In June 1994 Intel and Hewlett Packard announced their new partnership in the microprocessor industry, an attempt by both companies to quash their competitors. Hewlett Packard and Intel have put their heads together and developed the IA-64, code named Merced, a 64-bit processor. With Merced launch date set for the middle of 1999, articles regarding Merced are largely based on what architects Jerry Huck (Hewlett Packard), and John Crawford (Intel) revealed at the recent Microprocessor Forum. Intel and Hewlett Packard have disclosed the key features of Merced, but have not provided a detailed description of the new Instruction Set. Nonetheless what was revealed clearly symbolises Merced as the way ahead, in comparison to today's RISC, PA-RISC, and x86 chips
Merced's new instruction set has been designed to solve problems that has plagued current architectures and is radically different from anything ever attempted on mass market scale. Whether it succeeds or fails one thing is for sure it will change the computer industry forever.
Merced is emphatically not a 64-bit extension of Intel's 32-bit x86 architecture, nor an adaptation of Hewlett Packard's 64-bit PA-RISC architecture. Merced includes several features that extract more parallelism - long instruction words, branch elimination, and speculative loading, to name a few.
On top of these features Intel and Hewlett Packard promise backward compatibility with today's x86, and PA-RISC software, not a trivial task. Introducing an architecture that is able to execute both IA-32(old) and IA-64(new) software is ideal as it is difficult to convince customers to switch from one day to the next. It allows the customer to move to the new architecture slowly, for example, starting to rewrite critical parts of the Operating System and convert larger applications later.
So what is the importance of the IA-64 compiler? This is the question that will be answered in this article. The IA-64 the CPU must no longer hurriedly analyze the instruction stream at run time to uncover hidden parallelism, instead the compiler identifies the parallelism and binds this information into the machine code for the CPU to use during the processing of the code.
The Importance of the IA-64 Compiler
With the new IA-64 architecture, Intel's EPIC technique will shift complexity to the compiler to create a simpler and faster microprocessor. The Merced microprocessor uses several different techniques to extract as much parallelism from program code as possible and to speed up processing. But all of these techniques boil down to the use of the compiler. The new architecture uses the compiler for forward planning by providing hinting instructions for the CPU along with the instruction bundles in order to improve compiler/processor cooperation. When a program is compiled, the compiler can determine a very useful "model" of the data flow and logic of the program. Until now, this information was unavailable to the CPU at run-time.
Intel's latest instruction set allows the compiler to advise the CPU on what is likely to happen at run-time. A prime example of this is branch predication. Branch predication, which will be discussed later, is used to exploit as much parallelism as possible by eliminating branches at machine level.

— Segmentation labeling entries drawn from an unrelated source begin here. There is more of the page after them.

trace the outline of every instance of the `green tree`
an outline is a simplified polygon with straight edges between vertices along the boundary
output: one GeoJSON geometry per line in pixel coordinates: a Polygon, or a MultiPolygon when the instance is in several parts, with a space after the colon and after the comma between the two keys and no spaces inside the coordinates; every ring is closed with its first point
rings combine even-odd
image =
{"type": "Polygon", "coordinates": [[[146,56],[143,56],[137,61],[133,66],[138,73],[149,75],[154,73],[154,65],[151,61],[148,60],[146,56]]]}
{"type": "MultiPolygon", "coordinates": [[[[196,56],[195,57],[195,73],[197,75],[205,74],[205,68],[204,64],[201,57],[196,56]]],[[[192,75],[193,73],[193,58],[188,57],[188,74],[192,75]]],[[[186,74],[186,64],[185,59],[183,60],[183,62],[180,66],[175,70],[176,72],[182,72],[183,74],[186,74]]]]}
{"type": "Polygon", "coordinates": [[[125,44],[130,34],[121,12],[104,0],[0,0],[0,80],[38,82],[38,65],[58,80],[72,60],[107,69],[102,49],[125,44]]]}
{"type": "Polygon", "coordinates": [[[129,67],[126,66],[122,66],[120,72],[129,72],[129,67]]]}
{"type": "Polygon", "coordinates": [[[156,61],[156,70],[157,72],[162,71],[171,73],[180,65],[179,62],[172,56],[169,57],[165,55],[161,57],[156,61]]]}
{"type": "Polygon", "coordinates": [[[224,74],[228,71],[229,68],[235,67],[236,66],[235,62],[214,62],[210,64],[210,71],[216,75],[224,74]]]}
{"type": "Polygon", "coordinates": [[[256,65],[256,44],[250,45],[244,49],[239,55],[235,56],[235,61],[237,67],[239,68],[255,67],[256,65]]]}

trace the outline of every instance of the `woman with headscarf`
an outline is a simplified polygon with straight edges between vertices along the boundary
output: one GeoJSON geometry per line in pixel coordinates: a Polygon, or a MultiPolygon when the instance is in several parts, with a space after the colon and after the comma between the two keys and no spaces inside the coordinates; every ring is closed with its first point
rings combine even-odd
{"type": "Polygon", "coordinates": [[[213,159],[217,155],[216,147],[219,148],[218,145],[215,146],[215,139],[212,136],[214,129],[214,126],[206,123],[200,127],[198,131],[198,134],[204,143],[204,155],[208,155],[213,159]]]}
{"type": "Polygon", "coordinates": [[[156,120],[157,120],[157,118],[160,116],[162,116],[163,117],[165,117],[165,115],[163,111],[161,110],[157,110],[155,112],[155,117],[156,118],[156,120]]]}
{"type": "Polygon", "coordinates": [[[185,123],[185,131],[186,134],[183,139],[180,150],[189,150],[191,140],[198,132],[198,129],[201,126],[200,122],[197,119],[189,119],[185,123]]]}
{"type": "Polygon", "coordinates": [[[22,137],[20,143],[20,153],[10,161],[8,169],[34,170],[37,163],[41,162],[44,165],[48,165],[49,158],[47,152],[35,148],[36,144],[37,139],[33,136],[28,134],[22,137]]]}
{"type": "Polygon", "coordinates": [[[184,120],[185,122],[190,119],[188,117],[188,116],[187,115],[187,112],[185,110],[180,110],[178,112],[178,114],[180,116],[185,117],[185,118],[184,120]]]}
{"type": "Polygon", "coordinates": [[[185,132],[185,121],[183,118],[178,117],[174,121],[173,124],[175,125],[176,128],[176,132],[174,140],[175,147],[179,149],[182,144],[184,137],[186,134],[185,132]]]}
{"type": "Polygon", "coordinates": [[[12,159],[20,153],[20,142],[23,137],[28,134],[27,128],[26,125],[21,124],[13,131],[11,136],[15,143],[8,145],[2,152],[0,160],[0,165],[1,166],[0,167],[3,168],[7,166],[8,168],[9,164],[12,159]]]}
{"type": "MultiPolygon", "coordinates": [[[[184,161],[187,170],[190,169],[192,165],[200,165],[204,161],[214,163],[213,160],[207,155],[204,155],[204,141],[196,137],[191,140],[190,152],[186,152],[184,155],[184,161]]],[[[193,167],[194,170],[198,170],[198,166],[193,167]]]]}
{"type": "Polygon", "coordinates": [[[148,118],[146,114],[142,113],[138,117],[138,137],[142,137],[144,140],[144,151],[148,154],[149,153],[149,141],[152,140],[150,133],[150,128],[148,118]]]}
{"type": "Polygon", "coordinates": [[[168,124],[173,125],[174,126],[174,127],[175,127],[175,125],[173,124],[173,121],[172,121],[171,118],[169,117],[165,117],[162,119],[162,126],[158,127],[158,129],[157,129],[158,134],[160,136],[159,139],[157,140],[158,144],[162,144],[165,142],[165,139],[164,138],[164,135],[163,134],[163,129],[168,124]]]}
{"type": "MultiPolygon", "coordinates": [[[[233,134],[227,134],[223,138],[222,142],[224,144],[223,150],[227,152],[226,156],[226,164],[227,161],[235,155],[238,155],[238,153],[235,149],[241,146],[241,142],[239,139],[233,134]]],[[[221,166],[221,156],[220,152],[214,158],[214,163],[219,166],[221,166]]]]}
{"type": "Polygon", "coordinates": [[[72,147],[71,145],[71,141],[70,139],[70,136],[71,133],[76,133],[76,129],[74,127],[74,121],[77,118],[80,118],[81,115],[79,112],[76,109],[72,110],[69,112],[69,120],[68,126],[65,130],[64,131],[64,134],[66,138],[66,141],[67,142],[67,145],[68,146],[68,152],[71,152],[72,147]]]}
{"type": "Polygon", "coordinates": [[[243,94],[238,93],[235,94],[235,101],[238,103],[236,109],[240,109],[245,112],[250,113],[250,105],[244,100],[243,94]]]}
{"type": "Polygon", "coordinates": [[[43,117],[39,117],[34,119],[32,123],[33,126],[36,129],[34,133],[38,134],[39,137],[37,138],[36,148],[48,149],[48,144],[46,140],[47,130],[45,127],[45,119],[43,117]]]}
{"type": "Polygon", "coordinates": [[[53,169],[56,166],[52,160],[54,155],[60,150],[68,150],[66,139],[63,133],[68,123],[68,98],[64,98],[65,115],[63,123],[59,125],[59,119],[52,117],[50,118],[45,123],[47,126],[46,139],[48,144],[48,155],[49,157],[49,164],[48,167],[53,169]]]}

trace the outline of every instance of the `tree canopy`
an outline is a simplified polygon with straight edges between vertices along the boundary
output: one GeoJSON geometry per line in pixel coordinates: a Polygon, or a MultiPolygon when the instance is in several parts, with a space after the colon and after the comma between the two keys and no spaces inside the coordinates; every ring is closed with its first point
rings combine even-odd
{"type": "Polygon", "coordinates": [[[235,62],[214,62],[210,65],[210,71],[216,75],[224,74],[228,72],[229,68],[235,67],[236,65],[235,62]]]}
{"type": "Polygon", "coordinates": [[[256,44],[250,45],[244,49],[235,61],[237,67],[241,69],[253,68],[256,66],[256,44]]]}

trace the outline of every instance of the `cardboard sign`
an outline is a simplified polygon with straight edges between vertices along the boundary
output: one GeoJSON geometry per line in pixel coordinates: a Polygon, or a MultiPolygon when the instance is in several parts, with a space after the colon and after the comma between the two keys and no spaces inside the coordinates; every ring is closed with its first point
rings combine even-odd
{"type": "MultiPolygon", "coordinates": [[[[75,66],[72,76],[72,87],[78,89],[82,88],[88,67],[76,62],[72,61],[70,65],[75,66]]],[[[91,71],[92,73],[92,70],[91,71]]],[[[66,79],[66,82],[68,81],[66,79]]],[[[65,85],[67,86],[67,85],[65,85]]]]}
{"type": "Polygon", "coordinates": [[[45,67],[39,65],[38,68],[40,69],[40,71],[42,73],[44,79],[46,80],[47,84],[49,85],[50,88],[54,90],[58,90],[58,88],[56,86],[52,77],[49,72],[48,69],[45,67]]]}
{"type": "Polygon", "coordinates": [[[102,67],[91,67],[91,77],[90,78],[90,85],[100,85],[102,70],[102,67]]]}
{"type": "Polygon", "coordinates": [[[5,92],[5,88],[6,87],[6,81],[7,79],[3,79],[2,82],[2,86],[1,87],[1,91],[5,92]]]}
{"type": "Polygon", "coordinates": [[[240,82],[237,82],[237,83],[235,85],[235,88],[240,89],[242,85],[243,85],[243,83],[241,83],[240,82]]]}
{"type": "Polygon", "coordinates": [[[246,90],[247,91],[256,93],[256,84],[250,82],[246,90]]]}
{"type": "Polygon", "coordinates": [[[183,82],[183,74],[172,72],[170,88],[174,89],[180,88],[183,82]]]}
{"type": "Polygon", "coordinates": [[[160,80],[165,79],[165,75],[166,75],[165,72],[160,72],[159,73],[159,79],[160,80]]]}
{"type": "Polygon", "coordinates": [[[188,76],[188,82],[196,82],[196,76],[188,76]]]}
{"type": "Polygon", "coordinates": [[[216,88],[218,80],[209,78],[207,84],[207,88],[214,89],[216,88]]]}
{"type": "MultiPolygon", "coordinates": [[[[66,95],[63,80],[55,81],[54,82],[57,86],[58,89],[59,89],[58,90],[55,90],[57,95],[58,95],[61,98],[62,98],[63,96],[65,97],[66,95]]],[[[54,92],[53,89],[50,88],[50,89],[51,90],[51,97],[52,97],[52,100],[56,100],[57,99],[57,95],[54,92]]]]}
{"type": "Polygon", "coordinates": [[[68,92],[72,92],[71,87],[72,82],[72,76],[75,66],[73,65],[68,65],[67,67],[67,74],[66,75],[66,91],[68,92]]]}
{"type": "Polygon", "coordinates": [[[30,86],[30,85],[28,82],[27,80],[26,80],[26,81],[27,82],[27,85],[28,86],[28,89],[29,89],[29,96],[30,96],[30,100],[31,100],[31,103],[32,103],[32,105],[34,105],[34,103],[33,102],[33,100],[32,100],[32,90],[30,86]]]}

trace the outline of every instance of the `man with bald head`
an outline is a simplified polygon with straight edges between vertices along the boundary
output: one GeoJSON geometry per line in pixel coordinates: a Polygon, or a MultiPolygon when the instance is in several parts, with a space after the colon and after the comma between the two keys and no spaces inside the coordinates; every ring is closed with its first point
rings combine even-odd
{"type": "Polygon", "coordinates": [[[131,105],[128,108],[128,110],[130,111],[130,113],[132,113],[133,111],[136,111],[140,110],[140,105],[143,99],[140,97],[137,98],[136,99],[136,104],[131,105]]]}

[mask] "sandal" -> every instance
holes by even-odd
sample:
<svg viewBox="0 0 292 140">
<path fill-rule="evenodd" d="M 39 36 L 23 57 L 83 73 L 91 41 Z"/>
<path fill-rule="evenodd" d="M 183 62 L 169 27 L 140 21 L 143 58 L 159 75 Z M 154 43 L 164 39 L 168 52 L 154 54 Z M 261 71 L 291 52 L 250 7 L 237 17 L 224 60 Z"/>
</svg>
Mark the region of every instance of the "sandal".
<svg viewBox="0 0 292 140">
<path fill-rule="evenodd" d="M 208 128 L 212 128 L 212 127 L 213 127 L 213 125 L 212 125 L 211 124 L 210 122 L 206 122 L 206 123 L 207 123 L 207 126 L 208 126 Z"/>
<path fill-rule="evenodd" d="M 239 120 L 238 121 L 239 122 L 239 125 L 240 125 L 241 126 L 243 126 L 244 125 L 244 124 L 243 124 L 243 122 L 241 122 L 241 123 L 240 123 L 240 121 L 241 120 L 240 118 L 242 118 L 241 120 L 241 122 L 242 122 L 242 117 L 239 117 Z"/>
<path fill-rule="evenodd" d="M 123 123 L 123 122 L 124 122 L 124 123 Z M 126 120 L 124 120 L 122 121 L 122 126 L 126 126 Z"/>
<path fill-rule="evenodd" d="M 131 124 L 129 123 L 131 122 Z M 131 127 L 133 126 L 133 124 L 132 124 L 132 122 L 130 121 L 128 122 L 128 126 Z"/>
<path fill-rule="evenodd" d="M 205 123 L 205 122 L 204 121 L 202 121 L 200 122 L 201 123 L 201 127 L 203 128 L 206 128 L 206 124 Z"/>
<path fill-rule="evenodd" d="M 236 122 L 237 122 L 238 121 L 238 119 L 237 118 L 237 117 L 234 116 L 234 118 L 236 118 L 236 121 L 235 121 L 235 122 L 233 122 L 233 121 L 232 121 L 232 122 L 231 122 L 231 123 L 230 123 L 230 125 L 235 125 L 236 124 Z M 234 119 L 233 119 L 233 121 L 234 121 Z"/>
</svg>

The IA-64 compiler is also responsible for speculative loading. The compiler analyses the program, and looks for any operations which will need data to be loaded from memory. It then places speculative load instructions and speculative check instructions as early as possible in the code. These instruct the CPU to load any required data, and verify the load, before the program needs it at run-time. Again, this will be discussed in more detail later on.
The new Merced architecture also explicitly groups instructions for parallel execution. This involves Intel's EPIC instruction format which creates 128-bit instruction bundles, each containing three instruction and an information field tagged on to the end.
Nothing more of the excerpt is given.